How does Biewald connect real-world ML success to data availability and data quality?
Why can a model that performs well on ImageNet still fail on a robot?
What safety and security risks does he highlight for deployed deep learning systems?
What concrete workflow does he recommend for shipping and improving deep learning systems?
Review Questions
- What does “provenance” mean in the context of ML deployment, and why can’t code inspection alone provide it?
- How do residuals and outliers help diagnose why an ML system is failing, and what kinds of issues do they often reveal?
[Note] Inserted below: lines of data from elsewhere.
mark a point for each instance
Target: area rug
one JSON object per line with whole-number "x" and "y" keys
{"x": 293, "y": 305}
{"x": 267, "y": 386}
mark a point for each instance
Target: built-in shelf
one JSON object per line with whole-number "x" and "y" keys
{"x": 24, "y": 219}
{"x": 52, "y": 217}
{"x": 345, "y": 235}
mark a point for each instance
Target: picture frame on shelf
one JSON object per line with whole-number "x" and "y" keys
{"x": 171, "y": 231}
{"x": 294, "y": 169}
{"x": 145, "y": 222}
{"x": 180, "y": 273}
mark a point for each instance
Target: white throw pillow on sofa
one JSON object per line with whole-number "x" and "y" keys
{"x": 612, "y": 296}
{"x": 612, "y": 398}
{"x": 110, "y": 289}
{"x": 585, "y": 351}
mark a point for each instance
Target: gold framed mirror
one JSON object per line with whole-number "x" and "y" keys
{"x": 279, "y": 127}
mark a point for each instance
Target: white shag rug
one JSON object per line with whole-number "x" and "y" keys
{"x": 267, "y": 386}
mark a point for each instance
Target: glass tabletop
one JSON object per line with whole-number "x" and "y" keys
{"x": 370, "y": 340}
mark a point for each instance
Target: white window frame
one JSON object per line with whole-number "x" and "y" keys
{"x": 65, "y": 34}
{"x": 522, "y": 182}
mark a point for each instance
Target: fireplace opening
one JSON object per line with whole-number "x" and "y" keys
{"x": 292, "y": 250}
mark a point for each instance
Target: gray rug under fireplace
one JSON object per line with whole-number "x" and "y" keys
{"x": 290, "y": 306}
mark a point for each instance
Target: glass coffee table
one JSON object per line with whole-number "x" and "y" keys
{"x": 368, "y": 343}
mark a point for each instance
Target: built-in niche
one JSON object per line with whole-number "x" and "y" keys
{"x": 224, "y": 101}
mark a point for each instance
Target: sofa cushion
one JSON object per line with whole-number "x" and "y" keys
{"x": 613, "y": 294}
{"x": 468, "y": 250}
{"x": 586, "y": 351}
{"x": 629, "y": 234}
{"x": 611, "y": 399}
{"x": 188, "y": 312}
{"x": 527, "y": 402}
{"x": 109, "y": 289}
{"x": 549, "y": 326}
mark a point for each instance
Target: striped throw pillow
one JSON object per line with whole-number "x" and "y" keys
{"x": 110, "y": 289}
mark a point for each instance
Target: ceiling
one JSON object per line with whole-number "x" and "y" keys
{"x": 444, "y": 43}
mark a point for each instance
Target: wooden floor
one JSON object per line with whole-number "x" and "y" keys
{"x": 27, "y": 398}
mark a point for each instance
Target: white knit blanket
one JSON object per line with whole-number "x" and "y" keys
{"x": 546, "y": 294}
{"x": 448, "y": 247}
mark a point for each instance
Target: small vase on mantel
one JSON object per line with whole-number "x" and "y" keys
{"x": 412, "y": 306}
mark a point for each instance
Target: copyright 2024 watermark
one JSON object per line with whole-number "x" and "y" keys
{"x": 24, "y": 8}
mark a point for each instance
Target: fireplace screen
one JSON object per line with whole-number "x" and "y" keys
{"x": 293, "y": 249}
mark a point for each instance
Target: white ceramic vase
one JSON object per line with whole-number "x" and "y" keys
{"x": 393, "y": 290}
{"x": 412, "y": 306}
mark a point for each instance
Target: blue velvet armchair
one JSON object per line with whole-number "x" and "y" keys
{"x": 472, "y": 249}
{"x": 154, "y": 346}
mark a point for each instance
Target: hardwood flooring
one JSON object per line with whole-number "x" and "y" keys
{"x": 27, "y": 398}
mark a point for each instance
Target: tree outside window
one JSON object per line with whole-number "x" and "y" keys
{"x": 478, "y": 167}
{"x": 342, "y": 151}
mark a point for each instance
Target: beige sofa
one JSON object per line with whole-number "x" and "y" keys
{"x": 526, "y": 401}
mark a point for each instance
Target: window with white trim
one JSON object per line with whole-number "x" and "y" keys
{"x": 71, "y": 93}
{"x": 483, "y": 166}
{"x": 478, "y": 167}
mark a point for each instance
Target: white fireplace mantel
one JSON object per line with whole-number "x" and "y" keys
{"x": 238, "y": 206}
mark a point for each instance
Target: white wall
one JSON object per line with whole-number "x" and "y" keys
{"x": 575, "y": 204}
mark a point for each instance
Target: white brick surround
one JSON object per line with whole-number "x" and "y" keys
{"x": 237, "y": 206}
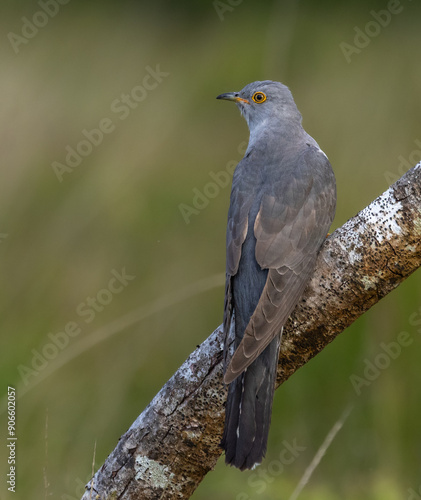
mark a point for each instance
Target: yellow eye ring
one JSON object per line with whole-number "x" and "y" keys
{"x": 259, "y": 97}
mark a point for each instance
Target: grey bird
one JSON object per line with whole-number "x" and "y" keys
{"x": 282, "y": 204}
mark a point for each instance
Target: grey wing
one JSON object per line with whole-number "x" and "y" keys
{"x": 241, "y": 200}
{"x": 291, "y": 225}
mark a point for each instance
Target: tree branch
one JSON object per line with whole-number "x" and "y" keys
{"x": 175, "y": 441}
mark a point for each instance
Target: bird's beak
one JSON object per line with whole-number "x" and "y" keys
{"x": 232, "y": 96}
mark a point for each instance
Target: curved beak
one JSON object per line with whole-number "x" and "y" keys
{"x": 232, "y": 96}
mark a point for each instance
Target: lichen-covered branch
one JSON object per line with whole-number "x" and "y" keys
{"x": 175, "y": 441}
- Why does scaling training data sometimes outperform algorithmic sophistication, according to Biewald’s examples?
Key Points
- 1
Machine learning deployment requires provenance—knowing how a model was trained, with what data, and what that data contained—because code review alone can’t ensure reliability.
- 2
ML behavior can change unpredictably when training data changes, so ML engineering needs stronger versioning, testing, and workflow discipline than many teams apply.
- 3
Performance forecasting is unreliable: early accuracy gains can flatten, leaving teams stuck below thresholds needed for real use.
- 4
Generalization breaks when deployment inputs differ from benchmark conditions; models trained on curated datasets (like ImageNet) may fail under real camera framing and environment shifts.
- 5
Data quality often beats model tweaks: mislabeled or surprising outliers can dominate error, so cleaning and correctly labeling hard cases can deliver major gains.
- 6
Adversarial vulnerability is a practical safety concern; small perturbations can flip predictions in ways that matter for high-stakes systems.
- 7
A workable shipping strategy is end-to-end early, iterative improvement, and systematic failure handling using residual inspection and human-in-the-loop confidence workflows.